Rumänien Vor 20 Jahren wurde Nicolae Ceausescus absurder Kommunismus durch eine Karikatur des Kapitalismus ersetzt. Was Ende 1989 genau geschah, ist bis heute ungeklärt
Der Sonntag liegt über der Stadt. Und selbst die Kämpfer gegen die Korruption, die gegenüber dem Bukarester Rathaus ihr Feldlager aufgebaut haben, sind heute daheim geblieben. Drüben, im Secturul 1 in der Strada Constantin Mille Nr. 13, hoppeln kleine schwarze Kaninchen durch den Hof.

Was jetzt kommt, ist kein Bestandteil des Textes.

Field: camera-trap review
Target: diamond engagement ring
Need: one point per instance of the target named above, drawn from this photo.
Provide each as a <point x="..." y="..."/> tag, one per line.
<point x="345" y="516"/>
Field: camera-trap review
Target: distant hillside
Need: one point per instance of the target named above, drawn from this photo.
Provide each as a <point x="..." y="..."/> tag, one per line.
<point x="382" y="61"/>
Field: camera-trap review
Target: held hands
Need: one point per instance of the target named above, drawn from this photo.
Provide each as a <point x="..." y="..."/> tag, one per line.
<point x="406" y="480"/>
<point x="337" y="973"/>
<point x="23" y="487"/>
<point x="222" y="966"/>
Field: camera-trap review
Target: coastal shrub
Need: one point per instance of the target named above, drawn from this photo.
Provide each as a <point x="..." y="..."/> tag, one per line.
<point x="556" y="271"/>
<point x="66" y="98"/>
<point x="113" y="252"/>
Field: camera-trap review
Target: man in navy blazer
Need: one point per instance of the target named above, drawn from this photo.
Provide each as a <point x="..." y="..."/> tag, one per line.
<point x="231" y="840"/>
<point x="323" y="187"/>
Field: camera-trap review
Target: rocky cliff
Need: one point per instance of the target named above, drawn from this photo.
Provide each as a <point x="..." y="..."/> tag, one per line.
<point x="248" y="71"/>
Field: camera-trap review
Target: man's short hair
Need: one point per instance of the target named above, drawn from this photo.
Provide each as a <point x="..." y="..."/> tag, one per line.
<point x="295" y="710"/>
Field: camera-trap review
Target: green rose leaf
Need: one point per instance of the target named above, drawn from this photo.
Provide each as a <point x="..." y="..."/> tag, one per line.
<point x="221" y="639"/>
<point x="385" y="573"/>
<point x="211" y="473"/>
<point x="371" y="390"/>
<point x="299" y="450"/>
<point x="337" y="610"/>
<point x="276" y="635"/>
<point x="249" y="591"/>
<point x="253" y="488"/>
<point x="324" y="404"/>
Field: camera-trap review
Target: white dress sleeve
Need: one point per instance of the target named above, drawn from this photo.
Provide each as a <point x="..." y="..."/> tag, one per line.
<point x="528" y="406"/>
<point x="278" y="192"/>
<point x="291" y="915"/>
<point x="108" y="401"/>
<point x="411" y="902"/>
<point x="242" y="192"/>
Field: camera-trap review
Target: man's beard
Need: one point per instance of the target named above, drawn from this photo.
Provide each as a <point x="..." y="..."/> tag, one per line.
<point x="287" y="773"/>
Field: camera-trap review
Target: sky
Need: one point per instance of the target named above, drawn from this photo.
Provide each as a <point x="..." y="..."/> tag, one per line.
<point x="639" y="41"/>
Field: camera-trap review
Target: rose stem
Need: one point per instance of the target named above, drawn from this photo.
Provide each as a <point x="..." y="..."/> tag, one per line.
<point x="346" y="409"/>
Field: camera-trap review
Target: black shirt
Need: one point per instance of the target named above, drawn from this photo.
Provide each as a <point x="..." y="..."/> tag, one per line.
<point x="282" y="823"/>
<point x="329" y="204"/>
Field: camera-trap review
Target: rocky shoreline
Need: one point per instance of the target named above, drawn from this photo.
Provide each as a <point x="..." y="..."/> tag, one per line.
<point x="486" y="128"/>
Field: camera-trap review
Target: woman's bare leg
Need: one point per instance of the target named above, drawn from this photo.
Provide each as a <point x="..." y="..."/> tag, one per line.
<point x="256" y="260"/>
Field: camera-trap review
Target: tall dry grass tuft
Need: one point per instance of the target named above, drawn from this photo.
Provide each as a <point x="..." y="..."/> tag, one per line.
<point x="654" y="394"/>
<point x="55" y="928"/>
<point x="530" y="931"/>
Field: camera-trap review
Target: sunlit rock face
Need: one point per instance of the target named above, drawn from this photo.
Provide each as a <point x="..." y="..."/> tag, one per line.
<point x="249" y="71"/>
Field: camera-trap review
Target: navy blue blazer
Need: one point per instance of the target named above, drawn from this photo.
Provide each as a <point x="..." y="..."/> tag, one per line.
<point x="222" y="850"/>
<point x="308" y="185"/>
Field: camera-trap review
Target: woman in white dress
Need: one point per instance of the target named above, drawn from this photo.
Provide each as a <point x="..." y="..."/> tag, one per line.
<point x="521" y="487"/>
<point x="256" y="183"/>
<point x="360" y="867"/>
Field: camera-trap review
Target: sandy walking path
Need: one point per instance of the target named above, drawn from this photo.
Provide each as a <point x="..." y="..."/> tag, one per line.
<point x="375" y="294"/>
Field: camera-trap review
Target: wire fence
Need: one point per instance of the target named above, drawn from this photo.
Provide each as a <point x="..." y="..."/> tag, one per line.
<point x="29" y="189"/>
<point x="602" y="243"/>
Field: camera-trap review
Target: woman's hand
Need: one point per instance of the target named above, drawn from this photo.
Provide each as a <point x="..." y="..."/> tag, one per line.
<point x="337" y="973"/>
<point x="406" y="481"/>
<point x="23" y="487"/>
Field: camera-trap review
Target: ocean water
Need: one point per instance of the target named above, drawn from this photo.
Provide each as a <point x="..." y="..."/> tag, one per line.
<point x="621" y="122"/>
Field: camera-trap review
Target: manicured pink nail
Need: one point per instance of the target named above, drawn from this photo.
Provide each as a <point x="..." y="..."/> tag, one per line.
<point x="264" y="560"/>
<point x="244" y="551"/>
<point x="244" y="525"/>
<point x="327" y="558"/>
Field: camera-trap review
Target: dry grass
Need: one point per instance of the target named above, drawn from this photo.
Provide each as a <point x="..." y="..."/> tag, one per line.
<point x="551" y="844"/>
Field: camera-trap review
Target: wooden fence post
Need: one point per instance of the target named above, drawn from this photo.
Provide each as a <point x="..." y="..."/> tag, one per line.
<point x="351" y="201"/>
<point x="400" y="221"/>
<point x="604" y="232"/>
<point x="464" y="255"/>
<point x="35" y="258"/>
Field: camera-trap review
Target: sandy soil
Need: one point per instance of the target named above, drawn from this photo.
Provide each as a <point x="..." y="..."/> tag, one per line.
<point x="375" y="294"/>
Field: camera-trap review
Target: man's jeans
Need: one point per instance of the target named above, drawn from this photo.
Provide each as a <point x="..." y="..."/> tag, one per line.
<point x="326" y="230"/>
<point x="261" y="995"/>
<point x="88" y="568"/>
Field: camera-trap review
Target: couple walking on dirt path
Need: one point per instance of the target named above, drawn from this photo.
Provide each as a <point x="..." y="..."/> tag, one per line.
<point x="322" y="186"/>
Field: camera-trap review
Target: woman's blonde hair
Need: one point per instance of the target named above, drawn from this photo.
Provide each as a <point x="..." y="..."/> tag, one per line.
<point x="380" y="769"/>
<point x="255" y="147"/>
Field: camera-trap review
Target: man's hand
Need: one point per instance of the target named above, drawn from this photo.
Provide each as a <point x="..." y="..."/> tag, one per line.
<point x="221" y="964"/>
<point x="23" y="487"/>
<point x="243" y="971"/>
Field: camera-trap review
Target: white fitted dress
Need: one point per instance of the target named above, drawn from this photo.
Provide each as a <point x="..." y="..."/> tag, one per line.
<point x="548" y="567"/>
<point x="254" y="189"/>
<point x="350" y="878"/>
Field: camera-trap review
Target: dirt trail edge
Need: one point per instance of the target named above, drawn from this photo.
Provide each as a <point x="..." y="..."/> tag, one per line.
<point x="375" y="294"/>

Hier befand sich fast 100 Jahre lang das Capitol, das erste Freiluftkino Rumäniens. Heute nutzen ein paar Studenten den verfallenen Zuschauerraum für alternative Kultur und zeigen alte Filme. Ringsherum strecken sich die Häuser Bukarests im Stile der Neuen Sachlichkeit aus den zwanziger Jahren in die Höhe, grau geworden im Laufe der Zeit, manche wie in einer verwunschenen Stadt von Efeu überwachsen.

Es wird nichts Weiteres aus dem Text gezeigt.